Let $G$ be a group that has a subgroup of size $d$ for every $d$ that divides $|G|$. Must $G$ be abelian?
It can be shown using complete induction that the converse of the above statement is true, but my alg-fu is too underdeveloped to tackle the above problem.
On
No, take the quaternion group $Q_8 = \{ \pm 1, \pm i, \pm j, \pm k \}$ for example. It has a subgroup of order 2, namely $\{ \pm 1 \}$, it has a subgroup of order 4 e.g. $\{ \pm i \}$ and of course has a subgroup of order 1 and of order 8.
On
The question of Banarama is an interesting one and refers to the class of finite groups known as CLT groups, where CLT stands for Converse Lagrange Theorem:
$G$ is a CLT group if for each positive integer $d$ dividing $|G|$, $G$ has at least one subgroup of order $d$.
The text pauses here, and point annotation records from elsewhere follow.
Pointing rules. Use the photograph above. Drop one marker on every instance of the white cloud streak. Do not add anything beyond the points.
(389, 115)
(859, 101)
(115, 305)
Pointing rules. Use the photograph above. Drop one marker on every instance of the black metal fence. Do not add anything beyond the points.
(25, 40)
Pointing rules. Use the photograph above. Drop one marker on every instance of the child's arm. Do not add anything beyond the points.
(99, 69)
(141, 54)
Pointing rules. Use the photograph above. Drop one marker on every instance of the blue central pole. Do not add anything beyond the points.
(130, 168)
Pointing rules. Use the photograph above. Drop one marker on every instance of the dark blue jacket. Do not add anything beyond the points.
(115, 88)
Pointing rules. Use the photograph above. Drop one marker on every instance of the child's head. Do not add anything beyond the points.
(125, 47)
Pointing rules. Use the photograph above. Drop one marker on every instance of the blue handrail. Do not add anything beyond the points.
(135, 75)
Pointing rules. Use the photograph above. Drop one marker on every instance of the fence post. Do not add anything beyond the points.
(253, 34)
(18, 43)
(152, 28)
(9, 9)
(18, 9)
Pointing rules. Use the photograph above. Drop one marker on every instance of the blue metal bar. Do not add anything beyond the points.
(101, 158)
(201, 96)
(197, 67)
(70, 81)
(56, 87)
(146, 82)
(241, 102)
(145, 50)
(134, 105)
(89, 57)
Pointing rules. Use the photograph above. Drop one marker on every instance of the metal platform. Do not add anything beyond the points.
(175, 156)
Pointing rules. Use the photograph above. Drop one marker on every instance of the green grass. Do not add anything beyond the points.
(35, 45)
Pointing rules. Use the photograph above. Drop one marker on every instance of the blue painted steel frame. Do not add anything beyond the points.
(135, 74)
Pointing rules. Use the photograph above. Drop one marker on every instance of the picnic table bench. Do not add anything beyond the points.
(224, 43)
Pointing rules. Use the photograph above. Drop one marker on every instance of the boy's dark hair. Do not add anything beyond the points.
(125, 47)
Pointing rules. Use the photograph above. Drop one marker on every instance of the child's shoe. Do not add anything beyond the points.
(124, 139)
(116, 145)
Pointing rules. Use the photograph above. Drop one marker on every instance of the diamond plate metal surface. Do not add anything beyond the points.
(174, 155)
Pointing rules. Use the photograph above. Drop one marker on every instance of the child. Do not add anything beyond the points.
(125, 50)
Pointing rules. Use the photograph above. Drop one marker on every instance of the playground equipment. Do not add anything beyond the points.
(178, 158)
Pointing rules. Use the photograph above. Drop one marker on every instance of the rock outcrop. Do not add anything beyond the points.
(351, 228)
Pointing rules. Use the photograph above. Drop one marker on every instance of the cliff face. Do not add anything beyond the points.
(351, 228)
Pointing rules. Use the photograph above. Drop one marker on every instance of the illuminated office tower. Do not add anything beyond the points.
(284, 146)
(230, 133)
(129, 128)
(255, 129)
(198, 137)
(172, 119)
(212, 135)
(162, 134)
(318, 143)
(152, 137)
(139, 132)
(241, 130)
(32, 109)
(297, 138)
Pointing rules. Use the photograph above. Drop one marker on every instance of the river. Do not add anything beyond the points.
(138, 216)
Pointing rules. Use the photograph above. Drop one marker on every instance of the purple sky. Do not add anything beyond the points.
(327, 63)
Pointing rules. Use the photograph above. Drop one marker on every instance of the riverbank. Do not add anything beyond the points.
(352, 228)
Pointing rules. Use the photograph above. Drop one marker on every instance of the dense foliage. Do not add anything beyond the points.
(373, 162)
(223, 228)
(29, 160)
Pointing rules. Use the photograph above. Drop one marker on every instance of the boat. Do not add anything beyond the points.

These groups have been studied extensively. It turns out for example that all supersolvable groups are CLT, and all CLT groups are solvable. See also one of the early papers of Henry G. Bray, Pac. J. Math 27 (1968).
No. Choose any nonabelian group of order $pq$ for $p < q$ distinct primes - such a group exists (and is unique) if $p | q - 1$ (e.g. $21$). The divisors of the group order are than $1, p, q$ and $pq$; by Cauchy's theorem, there are subgroups of order $p$ and $q$, since there are elements of these orders.
Alternatively, to be explicit, $S_3$ is a group satisfying this.